Procedure tests the sufficiency of the complaint. See Presley v. City of Charlottesville, 464 F.3d 480, 483 (4th Cir. 2006) (citation and internal quotation marks omitted). A complaint need only satisfy the standard of Rule 8(a), requiring a “short and plain statement of the claim showing that the pleader is entitled to relief.” Fed. R. Civ. P. 8(a)(2). That is, the Complaint must make some factual showing “rather than a blanket assertion of entitlement to relief.” Bell Atl. Corp. v. Twombly, 550 U.S. 544, 555 n.3 (2007). In reviewing a motion to dismiss under Rule 12(b)(6), the Court accepts “the well-pled allegations of the complaint as true,” and construes all facts and reasonable inferences in the light most favorable to the plaintiff. Ibarra v. United States, 120 F.3d 472, 474 (4th Cir. 1997). A complaint’s factual allegations “must be enough to raise a right to relief above the speculative level on the assumption that all the allegations in the complaint are true (even if doubtful in fact).” Twombly, 550 U.S. at 555 (internal quotation marks and citations omitted).

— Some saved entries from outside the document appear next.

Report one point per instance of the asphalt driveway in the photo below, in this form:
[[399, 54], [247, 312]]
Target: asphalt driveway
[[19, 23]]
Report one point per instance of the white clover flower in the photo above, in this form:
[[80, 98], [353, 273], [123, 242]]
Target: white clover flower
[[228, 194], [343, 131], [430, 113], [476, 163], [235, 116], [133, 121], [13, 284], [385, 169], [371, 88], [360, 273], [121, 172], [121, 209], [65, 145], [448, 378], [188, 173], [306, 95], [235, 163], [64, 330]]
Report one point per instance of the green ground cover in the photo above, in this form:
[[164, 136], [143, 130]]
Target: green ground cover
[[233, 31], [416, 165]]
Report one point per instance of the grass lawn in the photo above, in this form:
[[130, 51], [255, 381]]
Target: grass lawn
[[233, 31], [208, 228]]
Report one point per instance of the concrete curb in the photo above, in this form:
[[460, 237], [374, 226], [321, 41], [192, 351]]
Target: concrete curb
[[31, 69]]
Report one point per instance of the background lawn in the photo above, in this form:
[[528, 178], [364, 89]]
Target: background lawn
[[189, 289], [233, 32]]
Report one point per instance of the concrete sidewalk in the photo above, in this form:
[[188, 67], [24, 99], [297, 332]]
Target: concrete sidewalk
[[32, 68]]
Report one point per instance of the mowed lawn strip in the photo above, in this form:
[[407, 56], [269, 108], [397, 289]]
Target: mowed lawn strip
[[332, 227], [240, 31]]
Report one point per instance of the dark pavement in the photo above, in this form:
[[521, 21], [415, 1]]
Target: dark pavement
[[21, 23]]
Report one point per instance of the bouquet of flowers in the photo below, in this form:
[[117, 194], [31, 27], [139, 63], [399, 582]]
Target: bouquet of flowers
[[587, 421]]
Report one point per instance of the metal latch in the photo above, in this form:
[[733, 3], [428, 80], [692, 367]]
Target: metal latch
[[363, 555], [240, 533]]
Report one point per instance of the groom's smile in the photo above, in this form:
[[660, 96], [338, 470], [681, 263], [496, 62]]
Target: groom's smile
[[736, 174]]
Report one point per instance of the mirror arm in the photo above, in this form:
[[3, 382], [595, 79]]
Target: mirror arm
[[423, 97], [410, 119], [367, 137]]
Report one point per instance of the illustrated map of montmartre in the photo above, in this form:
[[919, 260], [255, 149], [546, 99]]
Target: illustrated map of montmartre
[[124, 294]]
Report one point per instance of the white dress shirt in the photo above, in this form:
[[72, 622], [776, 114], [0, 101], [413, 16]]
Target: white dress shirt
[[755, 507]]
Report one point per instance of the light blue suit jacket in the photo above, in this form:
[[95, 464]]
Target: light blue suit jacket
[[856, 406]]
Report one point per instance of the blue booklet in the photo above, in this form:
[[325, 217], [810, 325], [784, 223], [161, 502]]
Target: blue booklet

In other words, the Complaint must set out facts that render the plaintiff’s claims facially plausible or

permit the reasonable inference that the defendant is liable for the alleged violations. See Ashcroft v. Iqbal, 556 U.S. 662, 678–79 (2009). III. Analysis 1. Wage and Hour Claims (Counts I, II, III) Defendants raise a singular defect in the Complaint as to the federal and state wage claims—that no defendant other than Cycloware is Tombros’ employer. Accordingly, this contention turns on whether entities may be considered “joint employers” under the FLSA and companion state claims. See also Alvarez-Soto v. B. Frank Joy, LLC, 258 F.Supp.3d 615, 631 (D. Md. 2017); Newell v. Runnels, 407 Md. 578, 649-50 (2009); Md. Lab & Empl. Code Ann. § 3-401(b) (definition of employer). For purposes of these wage and hour laws, an individual

may be employed by multiple entities, or “joint employers,” at a given time. Jacobson v. Comcast Corp., 740 F. Supp. 2d 683, 688 (D. Md. 2010); Schultz, 466 F.3d 298 at 306. In determining whether a joint employment relationship exists, the court must consider the “real economic relationship” between the putative joint employers. See, e.g., Newell, 407 Md. 578 at 650; Cf. Gionfriddo v. Jason Zink, LLC, 769 F. Supp. 2d 880, 890 (D. Md. 2011) (quoting Schultz, 466 F.3d at 304 (4th Cir. 2006)).